Saturday, September 11, 2010

Ham and Cheddar Scones... a happy home for dill!

What's the "dill" pickle? (My Mom always said that growing up!) Well, here is the deal, I have found a happy place for dill weed (besides a pickle)!!! I previously doubted the possibility- I have tried it in a few things and it's over-powering flavor makes everything taste "pickley" without the "perk," so this fabulous scone was a very happy discovery for me! Not to mention- IT IS DELICIOUS!!! I was about to label this under "Let there be LITE" but then I remembered... oh yes... that whole cube of butter. :) Which, by the way, I don't regret! And at least you can ease your conscience knowing there is whole wheat flour in there, and I used extra-lean turkey ham that tasted great. I sometimes like getting those little hams you can cut up yourself. They are great for things like this or cut up in eggs, etc. Anyway- these scones are wonderful. They make a great breakfast, snack, or I even sent some with my husband for a lunch. They were totally worth the work! So yummy!!!

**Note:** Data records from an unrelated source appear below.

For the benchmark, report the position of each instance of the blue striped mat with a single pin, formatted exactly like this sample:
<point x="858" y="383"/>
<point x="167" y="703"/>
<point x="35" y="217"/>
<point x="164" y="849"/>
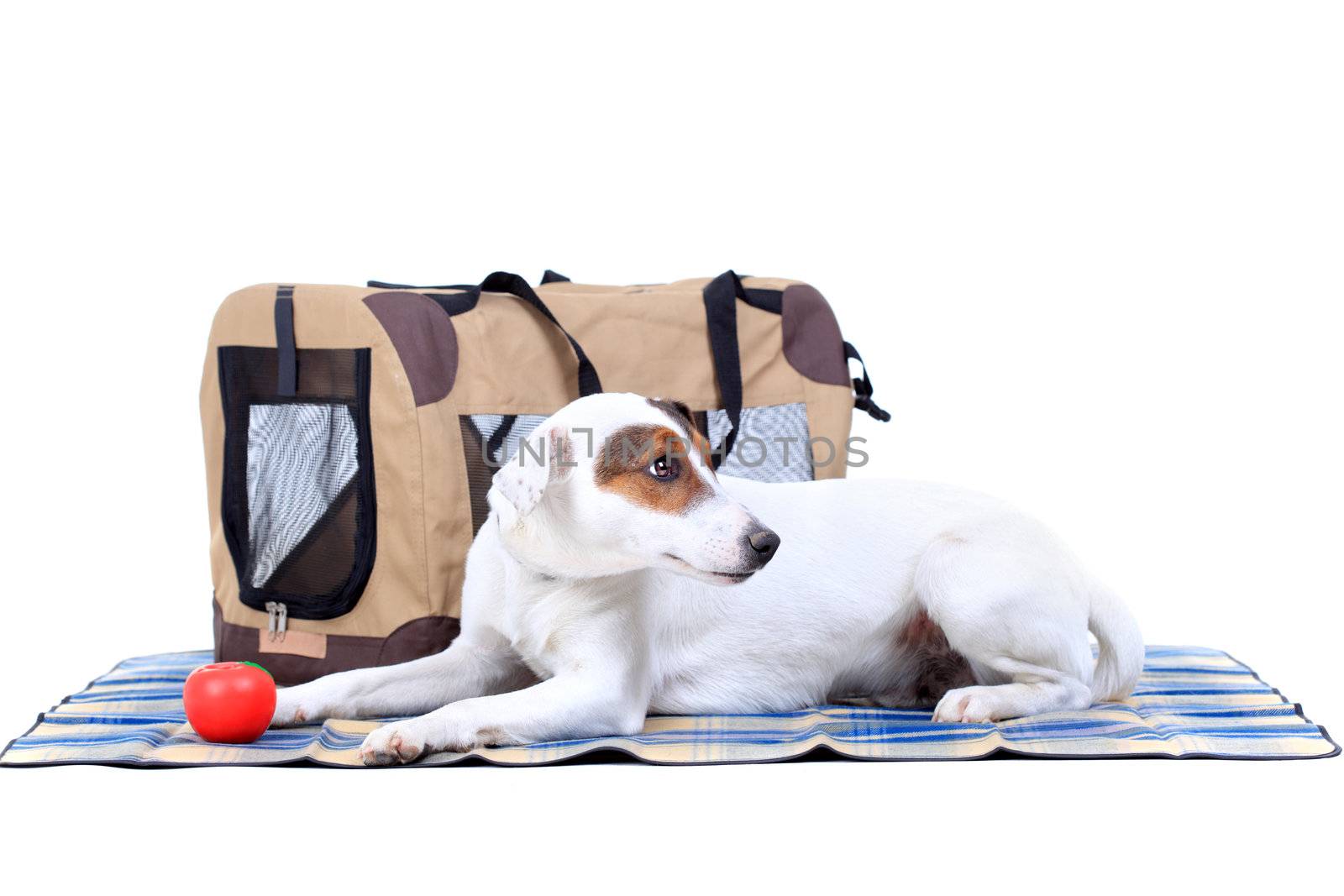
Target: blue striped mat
<point x="1191" y="701"/>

Ham and Cheddar Scones (Better Homes and Garden Magazine)
1-3/4 cups all-purpose flour
1/4 cup whole wheat flour
2 tsp. baking powder
1 tsp. sugar
1/2 tsp. baking soda
1/8 tsp. salt
1/2 cup butter
1/2 cup shredded sharp cheddar cheese (2 oz.)
1/4 cup diced cooked ham
1 Tbsp. chopped fresh dill or 1 tsp. dried dillweed
3/4 cup dairy sour cream
1 egg, lightly beaten
1 Tbsp. Dijon-style mustard
Fresh dill (optional)

1. Preheat oven to 375 degrees F. Line a baking sheet with parchment; set aside. In a large bowl combine all-purpose flour, whole wheat flour, baking powder, sugar, baking soda, and salt. Using a pastry blender or two knives, cut in butter until mixture resembles coarse crumbs. Stir in cheese, ham, and dill. Combine sour cream, egg, and mustard; add all at once to flour mixture. Using a fork, stir just until mixture is moistened, Do not overwork.
2. Turn dough out onto a lightly floured surface. Knead dough by folding and gently pressing it for four to six strokes or just until dough holds together. Pat or lightly roll dough until 3/4 inch thick. Cut dough with a floured 2-1/2- to 3-inch biscuit cutter. Reroll scraps as necessary, dipping cutter into flour between cuts. Place dough circles 1 inch apart on prepared baking sheet. Bake for 18 to 20 minutes or until golden. Cool slightly on a wire rack. Serve warm. If desired, sprinkle with fresh dill. Makes 10 to 12 scones.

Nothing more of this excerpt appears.